Pat Hynes ends her July 8 column (“Human-made problems can and must be unmade”), which advocates stopping the use of all fossil fuels, with the question, “Why aren’t we doing it?” The answer is provided in a recent Vaclav Smil report: “To eliminate carbon emissions by 2050, governments face unprecedented technical, economic, and political challenges, making rapid and inexpensive transition impossible.”
Smil’s 2024 report, Halfway Between Kyoto and 2050: Zero Carbon Is a Highly Unlikely Outcome, published by The Fraser Institute (https://vaclavsmil.com/wp-content/uploads/2024/06/HALFWAY.pdf), observes that progress on the Kyoto commitments made in 1997 has not been significant and that we do not have a viable path to get to the net zero finish line by 2050. He points out that from 1997 to 2022, on a relative basis our share of fossil fuel use declined from 86% to 82% but on an absolute basis we used 55% more energy from fossil carbon.
He writes “[B]y 2023, after a quarter century of targeted energy transition, there has been no absolute global decarbonization of energy supply. Just the opposite. In that quarter century, the world has substantially increased its dependence on fossil carbon.” He makes several other interesting observations, and I encourage those interested in the topic to read the report, particularly the section “Realities versus Wishful Thinking.”

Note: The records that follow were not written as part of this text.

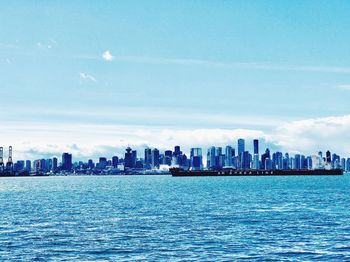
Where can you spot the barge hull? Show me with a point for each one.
(317, 172)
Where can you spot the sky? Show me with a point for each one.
(92, 77)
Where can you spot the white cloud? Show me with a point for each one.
(343, 87)
(107, 56)
(311, 135)
(88, 77)
(33, 140)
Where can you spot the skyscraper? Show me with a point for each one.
(211, 158)
(256, 146)
(128, 158)
(196, 159)
(241, 149)
(241, 146)
(168, 155)
(256, 164)
(54, 164)
(155, 158)
(148, 158)
(228, 156)
(328, 157)
(67, 161)
(115, 161)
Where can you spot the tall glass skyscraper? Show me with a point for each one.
(241, 146)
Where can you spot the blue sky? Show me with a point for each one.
(173, 66)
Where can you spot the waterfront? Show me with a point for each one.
(162, 217)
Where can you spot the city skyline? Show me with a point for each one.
(198, 73)
(236, 157)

To address some of Hynes’ other points, I suggest reading posts in Roger Pielke Jr.’s Substack, “The Honest Broker.” He has a “Weather Attribution Alchemy” series that explores the link, if any, between climate change and extreme events. He has also written about the scarcity of metals needed for the switch to green energy production (“Heavy Metal — Is an energy system transformation even possible?”).
Massachusetts recently blinked on implementing the forced conversion to EVs, and I think the state will blink again. Clearly, the costs of getting to Net Zero 2050 are too high and voters will not tolerate this. It is wasteful, and if implemented, the CO2 reduction will be minuscule, not even a rounding error, when considering the magnitude of China’s and India’s emissions.